Si de nombreux Gabonais émettent des doutes quant à la volonté des autorités de voir le train de vie de l’Etat réduit face à la crise économique qui persiste, pour Jean-Fidèle Otandault, cette réduction est bel et bien effective, y compris dans le salaire des ministres.

Jean-Fidèle Otandault, le 28 décembre 2017 à Libreville. © Gabonreview

 

La réduction du train de vie de l’Etat, on en parle depuis plusieurs années. Avec la crise économique survenue dès 2014, suite à la chute du prix du baril de pétrole, les derniers séminaires gouvernementaux ont été l’occasion de rappeler la nécessité de prendre certaines mesures, pour faire des économies. Ces mesures et autres promesses ont-elles seulement été mises en pratique depuis ? Les Gabonais en doutent. Jean-Fidèle Otandault, lui, assure que les instructions du président de la République ont été respectées, y compris en ce qui concerne le salaire des membres du gouvernement. Sans jamais le divulguer, le ministre d’Etat en charge du Budget et des Comptes publics a affirmé que «le salaire des ministres a été réduit de 10%».
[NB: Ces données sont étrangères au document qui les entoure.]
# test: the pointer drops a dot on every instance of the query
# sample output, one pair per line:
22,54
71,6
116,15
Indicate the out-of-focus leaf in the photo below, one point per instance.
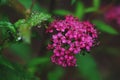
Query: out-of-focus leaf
18,73
56,74
73,1
5,63
28,3
7,30
2,2
26,25
79,12
61,12
36,61
87,67
104,27
21,49
4,24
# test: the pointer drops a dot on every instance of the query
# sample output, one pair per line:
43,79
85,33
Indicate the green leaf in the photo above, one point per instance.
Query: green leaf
36,61
21,49
79,11
27,4
104,27
5,24
24,26
87,67
5,62
73,1
96,4
7,31
61,12
18,73
56,74
33,64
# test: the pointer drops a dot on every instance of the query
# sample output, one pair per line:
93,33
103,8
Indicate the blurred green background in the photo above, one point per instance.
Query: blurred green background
28,58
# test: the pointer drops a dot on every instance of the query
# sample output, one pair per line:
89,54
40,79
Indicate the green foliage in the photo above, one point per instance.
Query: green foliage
61,12
38,60
87,67
79,10
34,63
21,49
35,6
56,74
7,25
73,1
5,63
26,25
104,27
7,31
12,71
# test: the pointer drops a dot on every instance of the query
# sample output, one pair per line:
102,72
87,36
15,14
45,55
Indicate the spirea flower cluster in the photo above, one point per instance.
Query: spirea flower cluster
113,14
70,37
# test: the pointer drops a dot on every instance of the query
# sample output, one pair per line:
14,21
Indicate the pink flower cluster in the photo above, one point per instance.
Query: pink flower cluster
113,14
69,37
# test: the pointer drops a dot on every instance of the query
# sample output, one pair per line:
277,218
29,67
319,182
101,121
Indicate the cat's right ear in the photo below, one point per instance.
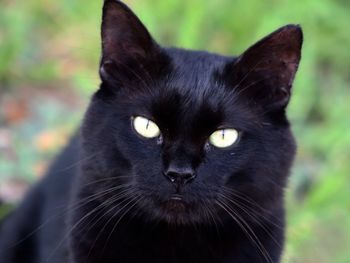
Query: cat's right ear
128,51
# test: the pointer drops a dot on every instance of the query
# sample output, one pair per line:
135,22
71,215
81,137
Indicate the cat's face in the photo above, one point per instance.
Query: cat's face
185,131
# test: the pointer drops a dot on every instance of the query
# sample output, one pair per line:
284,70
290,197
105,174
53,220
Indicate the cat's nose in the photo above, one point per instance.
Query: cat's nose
180,175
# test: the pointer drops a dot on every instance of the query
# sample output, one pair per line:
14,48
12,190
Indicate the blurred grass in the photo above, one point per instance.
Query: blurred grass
55,45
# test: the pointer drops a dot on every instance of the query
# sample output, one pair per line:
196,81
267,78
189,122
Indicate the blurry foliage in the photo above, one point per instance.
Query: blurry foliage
55,44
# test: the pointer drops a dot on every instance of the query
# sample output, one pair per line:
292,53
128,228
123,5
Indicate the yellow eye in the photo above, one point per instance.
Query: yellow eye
146,127
223,138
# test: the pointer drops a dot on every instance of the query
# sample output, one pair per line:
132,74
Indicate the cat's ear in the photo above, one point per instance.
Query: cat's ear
265,72
128,50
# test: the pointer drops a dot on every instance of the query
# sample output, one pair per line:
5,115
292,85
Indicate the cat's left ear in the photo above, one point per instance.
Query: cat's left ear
128,50
265,72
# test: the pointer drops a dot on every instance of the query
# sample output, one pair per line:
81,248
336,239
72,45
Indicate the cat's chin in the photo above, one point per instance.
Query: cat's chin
177,211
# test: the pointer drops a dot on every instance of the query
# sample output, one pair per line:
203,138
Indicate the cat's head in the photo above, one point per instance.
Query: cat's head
189,134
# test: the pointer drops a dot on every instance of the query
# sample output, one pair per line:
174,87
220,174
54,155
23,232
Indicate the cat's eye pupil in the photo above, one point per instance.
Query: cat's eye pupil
145,127
223,138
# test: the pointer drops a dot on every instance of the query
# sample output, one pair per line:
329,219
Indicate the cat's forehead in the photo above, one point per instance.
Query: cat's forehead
194,71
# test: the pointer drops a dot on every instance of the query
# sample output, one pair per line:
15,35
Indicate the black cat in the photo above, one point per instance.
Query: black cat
183,156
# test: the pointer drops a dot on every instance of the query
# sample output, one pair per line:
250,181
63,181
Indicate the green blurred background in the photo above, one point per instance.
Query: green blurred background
49,54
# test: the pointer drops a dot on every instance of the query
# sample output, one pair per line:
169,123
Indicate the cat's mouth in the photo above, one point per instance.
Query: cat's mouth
175,205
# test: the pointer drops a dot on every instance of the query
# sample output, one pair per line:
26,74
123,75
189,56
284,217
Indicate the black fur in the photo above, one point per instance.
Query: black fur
106,198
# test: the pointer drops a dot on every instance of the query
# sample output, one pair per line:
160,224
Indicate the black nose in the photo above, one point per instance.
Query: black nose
180,175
Si l’on se doute que cette réduction, en dépit des «instructions» du chef de l’Etat, n’avait pas été effective ces dernières années, durant l’année qui s’achève, le gouvernement a bien été contraint de s’y soumettre. Il s’agissait d’une des conditions du Fonds monétaire international (FMI) et d’autres partenaires pour l’obtention de l’aide financière dont le pays bénéficie depuis quelques mois pour son Plan de relance économique (PRE).

«Nous avons dû diminuer le titre 3 de la Loi des finances 2018 lié aux biens et services de plus de 30 milliards. C’est d’ailleurs dans cette optique que nous avons décidé de ne plus acheter les véhicules pour l’Etat», a indiqué Jean-Fidèle Otandault, ajoutant que plusieurs avantages liés à la fonction de certains hauts cadres ont également été touchés. «Nous avons pris la décision qu’en 2018, nous allons revoir la gestion des frais de mission, parce que nous estimons qu’il n’y a pas de petites économies. Or, aujourd’hui, c’est plus de 10 milliards de francs que ces frais de mission coûtent au Gabon, y compris pour les membres du gouvernement, dont les frais de mission font plus des 7 milliards de francs».

Pour réduire considérablement le train de vie de l’Etat, les autorités disent avoir également mis fin au cumul des primes dans l’administration publique. «Certains directeurs généraux, bien que bénéficiant d’un véhicule de fonction, percevaient en plus leur prime de transport de 150 000 francs», a rappelé Jean-Fidèle Otandault avant d’annoncer que les prochaines batailles seront consacrées à l’annulation d’autres primes, à l’instar de la prime de logement pour les fonctionnaires logés par l’Etat, tout comme une enquête sera menée pour mettre fin au cumul de salaire pour les agents détachés.